In its stock exchange statement, Amcor says that as previously announced the Amcor board brought to the attention of the ACCC information that raised concerns about potential breaches of Australian competition law.
"Amcor acted in the public interest by first bringing these issues to the attention of the ACCC and then cooperating in the ACCC’s investigation. Consequently, the ACCC granted Amcor immunity from prosecution.
"The ACCC has instituted proceedings against Visy Industries Limited and two other Visy companies and certain Visy executives in relation to the alleged cartel conduct in the corrugated box industry.
"These proceedings are before the court and no party has tendered any evidence. It will be a matter for the Federal Court to determine whether there has been a breach of any competition law.
"The class action filed in the Federal Court contains allegations only. These are not admissions by any party and evidence will have to be proved in court.
"In general, class actions face great difficulties in the courts. Issues of liability and loss are extremely complex and need to be established as a basis for compensation.
"Should the class action proceed it is likely to take some years. Consequently, it is too early for Amcor to form any view on the outcome of the litigation.
"Amcor made significant changes to its senior management team because of these issues.
"Amcor’s new management team is committed to operating with integrity and in a manner in which its customers can have full trust and confidence."
A former Queensland banana-packer has accused Amcor of overcharging him by up to $500,000 for cardboard boxes, through price-fixing it allegedly operated with Richard Pratt’s Visy Group.

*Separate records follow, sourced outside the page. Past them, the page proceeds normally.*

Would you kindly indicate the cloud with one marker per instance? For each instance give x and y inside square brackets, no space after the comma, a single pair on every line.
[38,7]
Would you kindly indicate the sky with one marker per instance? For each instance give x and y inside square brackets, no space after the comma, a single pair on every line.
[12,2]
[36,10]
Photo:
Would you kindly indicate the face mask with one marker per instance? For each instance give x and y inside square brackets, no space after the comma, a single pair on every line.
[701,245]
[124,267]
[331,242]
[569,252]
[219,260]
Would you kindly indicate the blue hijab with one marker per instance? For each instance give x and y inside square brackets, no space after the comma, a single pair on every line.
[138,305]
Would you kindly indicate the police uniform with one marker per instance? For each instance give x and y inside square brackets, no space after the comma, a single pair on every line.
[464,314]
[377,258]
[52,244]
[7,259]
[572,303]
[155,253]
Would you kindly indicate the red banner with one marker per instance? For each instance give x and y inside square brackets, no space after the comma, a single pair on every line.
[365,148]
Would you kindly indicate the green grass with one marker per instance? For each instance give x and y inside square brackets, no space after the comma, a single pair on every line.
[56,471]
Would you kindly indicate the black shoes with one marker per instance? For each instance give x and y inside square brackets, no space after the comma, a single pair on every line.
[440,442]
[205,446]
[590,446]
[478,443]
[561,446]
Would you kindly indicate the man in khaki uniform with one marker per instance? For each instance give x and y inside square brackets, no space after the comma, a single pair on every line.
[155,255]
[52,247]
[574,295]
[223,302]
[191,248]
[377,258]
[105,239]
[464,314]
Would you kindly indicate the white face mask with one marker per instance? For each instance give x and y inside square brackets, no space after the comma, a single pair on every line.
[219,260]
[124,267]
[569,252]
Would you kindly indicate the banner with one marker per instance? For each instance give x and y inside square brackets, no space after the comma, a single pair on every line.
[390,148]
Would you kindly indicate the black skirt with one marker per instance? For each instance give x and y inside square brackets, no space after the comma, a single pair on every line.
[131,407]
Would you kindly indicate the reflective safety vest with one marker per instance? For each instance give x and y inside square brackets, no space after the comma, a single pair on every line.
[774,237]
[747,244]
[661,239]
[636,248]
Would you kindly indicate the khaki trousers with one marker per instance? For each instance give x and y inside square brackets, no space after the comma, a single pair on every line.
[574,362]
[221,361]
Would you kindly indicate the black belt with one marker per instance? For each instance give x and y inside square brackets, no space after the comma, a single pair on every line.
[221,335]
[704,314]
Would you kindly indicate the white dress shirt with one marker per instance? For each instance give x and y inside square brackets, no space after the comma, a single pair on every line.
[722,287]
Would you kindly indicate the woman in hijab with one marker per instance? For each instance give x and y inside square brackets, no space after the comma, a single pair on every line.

Ian Liddle from Tully in Queensland, is leading a $300 million class action against Amcor through Jarra Creek Central Packing Shed Pty Ltd on behalf of an estimated 17,000 businesses alleged to have fallen victim to the Amcor and Visy cartel.
In a statement of claim filed with the Federal Court in Sydney on April 11, Amcor has been accused of charging customers between eight and 23 per cent more than it should have for cardboard boxes, through co-ordinating price-hikes with rival Visy.
The alleged victims were unable to pass on all of the price increases to customers, and some allegedly had to absorb the full impact of the higher box charges.
Liddle alleges he was overcharged between $190,000 and $548,000 for the $2.4m worth of boxes he bought from Amcor between 2001 and 2004.
It is alleged the amount of overcharging was based on estimates of cardboard production costs, Australia’s ACCC has alleged Visy and Amcor unlawfully co-ordinated four industry-wide price-hikes, while manipulating tenders from customers as big as Nestle, Foster’s, Coca-Cola Amatil and National Foods to engineer price rises.
The ACCC has given Amcor immunity from prosecution in exchange for blowing the whistle on the alleged cartel.